Sheriff John McGinness said he had no choice but to release Peterson 16 days early.

"There's no reason for any clear-thinking person to believe that this change in the law resulting in releases from correctional facilities around the state would not have an adverse impact on public safety, and I think this illustrates exactly that point," McGinness said.

The new law came in response to a federal court order to reduce California's prison population, which stands around 170,000 inmates. It changes parole rules and encourages inmates' rehabilitation by increasing the amount of credits they can earn for good behavior — credits that can lead to a quicker release. Only nonviolent, low-risk offenders would be eligible.

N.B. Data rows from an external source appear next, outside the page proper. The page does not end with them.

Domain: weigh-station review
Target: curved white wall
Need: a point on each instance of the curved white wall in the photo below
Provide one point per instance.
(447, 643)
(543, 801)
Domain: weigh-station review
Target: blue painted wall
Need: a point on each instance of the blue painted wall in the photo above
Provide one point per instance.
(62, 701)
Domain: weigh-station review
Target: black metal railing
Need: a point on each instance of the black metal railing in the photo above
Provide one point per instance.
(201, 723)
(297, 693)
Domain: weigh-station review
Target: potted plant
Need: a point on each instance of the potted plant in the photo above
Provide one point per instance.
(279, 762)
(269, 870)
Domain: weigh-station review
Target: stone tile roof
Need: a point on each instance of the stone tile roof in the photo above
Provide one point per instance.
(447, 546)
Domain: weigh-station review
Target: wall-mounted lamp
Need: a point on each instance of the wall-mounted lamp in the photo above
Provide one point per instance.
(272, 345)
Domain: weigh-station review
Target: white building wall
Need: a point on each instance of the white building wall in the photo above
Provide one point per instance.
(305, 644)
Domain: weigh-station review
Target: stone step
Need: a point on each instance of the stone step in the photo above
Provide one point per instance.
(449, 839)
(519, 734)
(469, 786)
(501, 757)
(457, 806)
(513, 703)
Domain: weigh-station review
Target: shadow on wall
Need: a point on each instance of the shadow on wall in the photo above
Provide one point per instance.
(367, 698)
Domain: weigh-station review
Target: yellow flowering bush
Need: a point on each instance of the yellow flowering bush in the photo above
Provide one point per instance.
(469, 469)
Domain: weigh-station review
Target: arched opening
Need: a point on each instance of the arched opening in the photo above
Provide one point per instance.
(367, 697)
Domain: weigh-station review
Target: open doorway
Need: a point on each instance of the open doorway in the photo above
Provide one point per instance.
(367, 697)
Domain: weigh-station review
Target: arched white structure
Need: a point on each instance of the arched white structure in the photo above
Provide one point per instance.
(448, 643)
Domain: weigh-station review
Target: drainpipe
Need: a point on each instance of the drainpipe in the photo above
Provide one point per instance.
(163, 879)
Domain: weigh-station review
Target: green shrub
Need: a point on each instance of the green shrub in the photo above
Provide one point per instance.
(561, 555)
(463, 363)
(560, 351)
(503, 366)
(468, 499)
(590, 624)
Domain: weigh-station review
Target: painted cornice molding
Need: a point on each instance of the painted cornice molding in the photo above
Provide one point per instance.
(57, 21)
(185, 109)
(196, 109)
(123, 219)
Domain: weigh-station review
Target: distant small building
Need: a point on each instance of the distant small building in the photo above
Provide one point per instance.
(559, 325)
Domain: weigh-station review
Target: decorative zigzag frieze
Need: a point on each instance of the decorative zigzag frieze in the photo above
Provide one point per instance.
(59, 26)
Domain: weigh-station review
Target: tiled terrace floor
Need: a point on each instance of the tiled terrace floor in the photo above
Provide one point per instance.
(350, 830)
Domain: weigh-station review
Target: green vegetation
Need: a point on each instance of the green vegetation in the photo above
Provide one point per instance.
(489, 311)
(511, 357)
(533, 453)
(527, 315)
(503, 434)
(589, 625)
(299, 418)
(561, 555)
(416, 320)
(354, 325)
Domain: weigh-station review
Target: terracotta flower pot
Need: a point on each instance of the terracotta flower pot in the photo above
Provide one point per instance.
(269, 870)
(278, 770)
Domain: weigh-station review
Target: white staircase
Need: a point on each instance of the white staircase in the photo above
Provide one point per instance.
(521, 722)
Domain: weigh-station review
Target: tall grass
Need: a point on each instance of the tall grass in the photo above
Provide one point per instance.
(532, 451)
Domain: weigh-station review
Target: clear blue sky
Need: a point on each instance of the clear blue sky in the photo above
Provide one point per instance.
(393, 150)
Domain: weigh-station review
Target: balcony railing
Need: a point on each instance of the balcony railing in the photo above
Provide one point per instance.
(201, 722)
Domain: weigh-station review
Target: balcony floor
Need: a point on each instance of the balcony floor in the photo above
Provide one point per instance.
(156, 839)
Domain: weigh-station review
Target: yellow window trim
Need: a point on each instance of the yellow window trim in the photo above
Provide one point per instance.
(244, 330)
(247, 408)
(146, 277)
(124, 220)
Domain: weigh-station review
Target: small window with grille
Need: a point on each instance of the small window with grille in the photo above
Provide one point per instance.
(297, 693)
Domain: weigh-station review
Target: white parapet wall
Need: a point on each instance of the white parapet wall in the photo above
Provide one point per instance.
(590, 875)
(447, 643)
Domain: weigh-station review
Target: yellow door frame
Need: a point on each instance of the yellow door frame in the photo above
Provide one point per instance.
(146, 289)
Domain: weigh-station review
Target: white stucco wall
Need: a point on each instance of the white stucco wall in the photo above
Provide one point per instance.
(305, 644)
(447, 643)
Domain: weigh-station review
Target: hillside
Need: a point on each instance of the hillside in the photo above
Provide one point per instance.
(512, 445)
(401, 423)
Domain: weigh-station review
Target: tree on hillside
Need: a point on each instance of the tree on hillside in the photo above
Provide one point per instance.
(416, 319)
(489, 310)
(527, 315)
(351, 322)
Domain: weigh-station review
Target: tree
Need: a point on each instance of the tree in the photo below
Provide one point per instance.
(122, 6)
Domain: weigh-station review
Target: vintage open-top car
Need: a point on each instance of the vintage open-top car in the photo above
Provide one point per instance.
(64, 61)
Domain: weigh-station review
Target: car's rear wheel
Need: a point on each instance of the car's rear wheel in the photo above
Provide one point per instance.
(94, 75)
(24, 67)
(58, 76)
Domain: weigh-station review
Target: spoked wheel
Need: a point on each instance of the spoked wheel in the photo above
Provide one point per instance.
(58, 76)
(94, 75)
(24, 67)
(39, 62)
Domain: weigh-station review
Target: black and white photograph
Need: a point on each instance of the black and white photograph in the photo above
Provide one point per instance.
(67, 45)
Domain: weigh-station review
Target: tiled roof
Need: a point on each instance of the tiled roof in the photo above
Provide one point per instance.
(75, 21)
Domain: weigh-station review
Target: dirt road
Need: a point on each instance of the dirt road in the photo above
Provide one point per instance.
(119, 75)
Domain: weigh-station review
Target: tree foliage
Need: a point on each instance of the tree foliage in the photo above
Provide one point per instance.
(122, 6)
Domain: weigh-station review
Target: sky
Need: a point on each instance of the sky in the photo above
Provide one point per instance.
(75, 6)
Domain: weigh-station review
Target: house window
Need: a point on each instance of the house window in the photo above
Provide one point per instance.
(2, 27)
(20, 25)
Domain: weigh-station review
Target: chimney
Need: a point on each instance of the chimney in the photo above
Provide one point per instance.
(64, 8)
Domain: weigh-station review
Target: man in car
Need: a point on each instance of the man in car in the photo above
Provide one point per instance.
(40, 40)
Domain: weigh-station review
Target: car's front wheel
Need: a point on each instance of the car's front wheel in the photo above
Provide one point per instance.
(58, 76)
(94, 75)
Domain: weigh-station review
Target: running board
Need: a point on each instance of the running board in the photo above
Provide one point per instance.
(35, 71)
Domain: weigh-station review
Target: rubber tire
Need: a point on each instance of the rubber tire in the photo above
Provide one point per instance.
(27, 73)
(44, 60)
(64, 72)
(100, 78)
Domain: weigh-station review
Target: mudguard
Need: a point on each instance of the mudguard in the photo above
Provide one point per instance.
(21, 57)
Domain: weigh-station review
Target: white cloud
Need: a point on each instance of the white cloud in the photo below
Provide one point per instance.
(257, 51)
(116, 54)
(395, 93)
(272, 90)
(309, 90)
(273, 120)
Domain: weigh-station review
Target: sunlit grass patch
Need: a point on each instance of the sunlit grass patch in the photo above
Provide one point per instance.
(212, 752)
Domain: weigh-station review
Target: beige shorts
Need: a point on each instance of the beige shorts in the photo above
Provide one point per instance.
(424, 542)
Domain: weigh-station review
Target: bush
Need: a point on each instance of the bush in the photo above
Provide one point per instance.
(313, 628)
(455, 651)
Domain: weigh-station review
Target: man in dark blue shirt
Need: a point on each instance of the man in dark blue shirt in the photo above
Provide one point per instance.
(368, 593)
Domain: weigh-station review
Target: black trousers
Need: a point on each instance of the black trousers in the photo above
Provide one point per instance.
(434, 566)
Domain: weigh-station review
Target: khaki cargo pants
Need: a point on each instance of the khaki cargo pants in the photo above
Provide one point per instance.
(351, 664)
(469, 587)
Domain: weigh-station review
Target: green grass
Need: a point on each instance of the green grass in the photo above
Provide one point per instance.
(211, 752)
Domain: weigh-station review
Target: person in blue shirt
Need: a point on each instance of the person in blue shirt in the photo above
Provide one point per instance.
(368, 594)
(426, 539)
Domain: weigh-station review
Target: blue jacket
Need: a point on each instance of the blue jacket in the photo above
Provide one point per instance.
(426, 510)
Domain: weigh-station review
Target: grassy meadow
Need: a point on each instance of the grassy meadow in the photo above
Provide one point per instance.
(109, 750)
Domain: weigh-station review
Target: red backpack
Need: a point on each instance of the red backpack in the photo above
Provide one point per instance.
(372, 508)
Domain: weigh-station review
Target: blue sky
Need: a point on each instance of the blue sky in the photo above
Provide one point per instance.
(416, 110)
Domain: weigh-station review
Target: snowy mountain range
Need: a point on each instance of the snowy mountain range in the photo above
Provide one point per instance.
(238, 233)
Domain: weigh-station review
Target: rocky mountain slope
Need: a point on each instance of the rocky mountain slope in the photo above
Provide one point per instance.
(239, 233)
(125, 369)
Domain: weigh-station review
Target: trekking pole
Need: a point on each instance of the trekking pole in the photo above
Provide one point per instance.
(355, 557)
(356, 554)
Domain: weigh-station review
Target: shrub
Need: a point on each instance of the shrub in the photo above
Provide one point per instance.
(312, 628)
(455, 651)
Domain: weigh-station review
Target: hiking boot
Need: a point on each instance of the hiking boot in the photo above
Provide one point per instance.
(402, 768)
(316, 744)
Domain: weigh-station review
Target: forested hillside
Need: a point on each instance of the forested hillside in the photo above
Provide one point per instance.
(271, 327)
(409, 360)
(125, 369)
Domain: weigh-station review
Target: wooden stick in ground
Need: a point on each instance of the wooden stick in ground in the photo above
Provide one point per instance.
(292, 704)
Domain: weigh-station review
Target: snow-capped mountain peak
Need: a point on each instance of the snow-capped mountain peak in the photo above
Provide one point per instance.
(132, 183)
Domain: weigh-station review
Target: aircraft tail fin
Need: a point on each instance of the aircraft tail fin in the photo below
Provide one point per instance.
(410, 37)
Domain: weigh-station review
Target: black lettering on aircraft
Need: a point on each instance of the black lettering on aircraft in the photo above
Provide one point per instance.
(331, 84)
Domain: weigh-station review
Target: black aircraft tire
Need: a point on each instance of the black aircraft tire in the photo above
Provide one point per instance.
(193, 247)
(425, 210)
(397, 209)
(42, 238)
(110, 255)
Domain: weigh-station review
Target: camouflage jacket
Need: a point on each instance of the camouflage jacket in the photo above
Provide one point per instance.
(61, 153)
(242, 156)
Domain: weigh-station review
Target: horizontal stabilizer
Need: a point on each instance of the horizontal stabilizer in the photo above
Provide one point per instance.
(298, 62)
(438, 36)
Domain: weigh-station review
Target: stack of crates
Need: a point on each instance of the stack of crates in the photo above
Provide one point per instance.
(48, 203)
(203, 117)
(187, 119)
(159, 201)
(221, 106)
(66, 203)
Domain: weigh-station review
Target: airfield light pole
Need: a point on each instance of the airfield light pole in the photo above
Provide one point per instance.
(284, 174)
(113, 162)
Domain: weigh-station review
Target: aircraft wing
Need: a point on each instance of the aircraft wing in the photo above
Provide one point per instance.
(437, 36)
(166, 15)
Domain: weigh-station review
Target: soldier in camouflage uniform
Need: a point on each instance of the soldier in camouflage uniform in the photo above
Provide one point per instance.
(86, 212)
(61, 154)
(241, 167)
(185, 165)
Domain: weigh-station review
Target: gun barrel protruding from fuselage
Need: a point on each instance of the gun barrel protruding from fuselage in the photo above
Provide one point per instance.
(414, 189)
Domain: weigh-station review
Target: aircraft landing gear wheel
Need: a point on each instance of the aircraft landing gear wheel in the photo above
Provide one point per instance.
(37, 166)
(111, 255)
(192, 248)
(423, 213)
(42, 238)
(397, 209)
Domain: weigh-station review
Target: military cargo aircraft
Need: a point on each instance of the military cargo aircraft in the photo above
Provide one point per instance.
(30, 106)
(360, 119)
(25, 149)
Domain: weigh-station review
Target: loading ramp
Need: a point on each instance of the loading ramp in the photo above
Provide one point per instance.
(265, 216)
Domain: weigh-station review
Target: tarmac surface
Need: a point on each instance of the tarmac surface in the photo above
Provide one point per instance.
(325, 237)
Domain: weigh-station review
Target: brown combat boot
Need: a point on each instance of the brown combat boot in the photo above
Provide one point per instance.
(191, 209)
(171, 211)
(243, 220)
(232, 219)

Stanford law professor Joan Petersilia said the new law is good public policy.

"You have to remember that this was passed by a very conservative legislature and a tough-on-crime governor, Republican Arnold Schwarzenegger," Petersilia said. "And it was recommended by the three previous governors."

Some lawmakers say Peterson never should have been released because the new law wasn't intended to be applied to county jail inmates, just prisoners in the state system.

California State Assembly Majority Leader Alberto Torrico said counties that released prisoners like Peterson have misinterpreted the law.

"I think they are dealing with some very serious budget constraints because of limited resources, and I just think they got desperate. And I think somebody got very creative and figured they could start releasing inmates from their county jail and they could blame it on Sacramento," Torrico said.

Torrico joined a lawsuit brought by the Sacramento County Deputy Sheriff's Association seeking an injunction. On Wednesday, a local judge agreed and ordered the county to stop releasing jail inmates.

Meanwhile, the state prison system is gearing up to implement the new law, but it hasn't released any prisoners yet, said Terry Thornton, a spokeswoman for the state corrections system.

"The law was implemented on January 25th. Inmates have to successfully complete a rehabilitation program to earn those enhanced credits. And not enough time has gone by for that to happen," Thornton said.

Within a year, California will reduce its prison population by about 6,500 inmates. But Petersilia said only nonviolent offenders who meet criteria for good behavior will be eligible. State officials hope a go-slow approach will help avoid controversy like the one seen this week.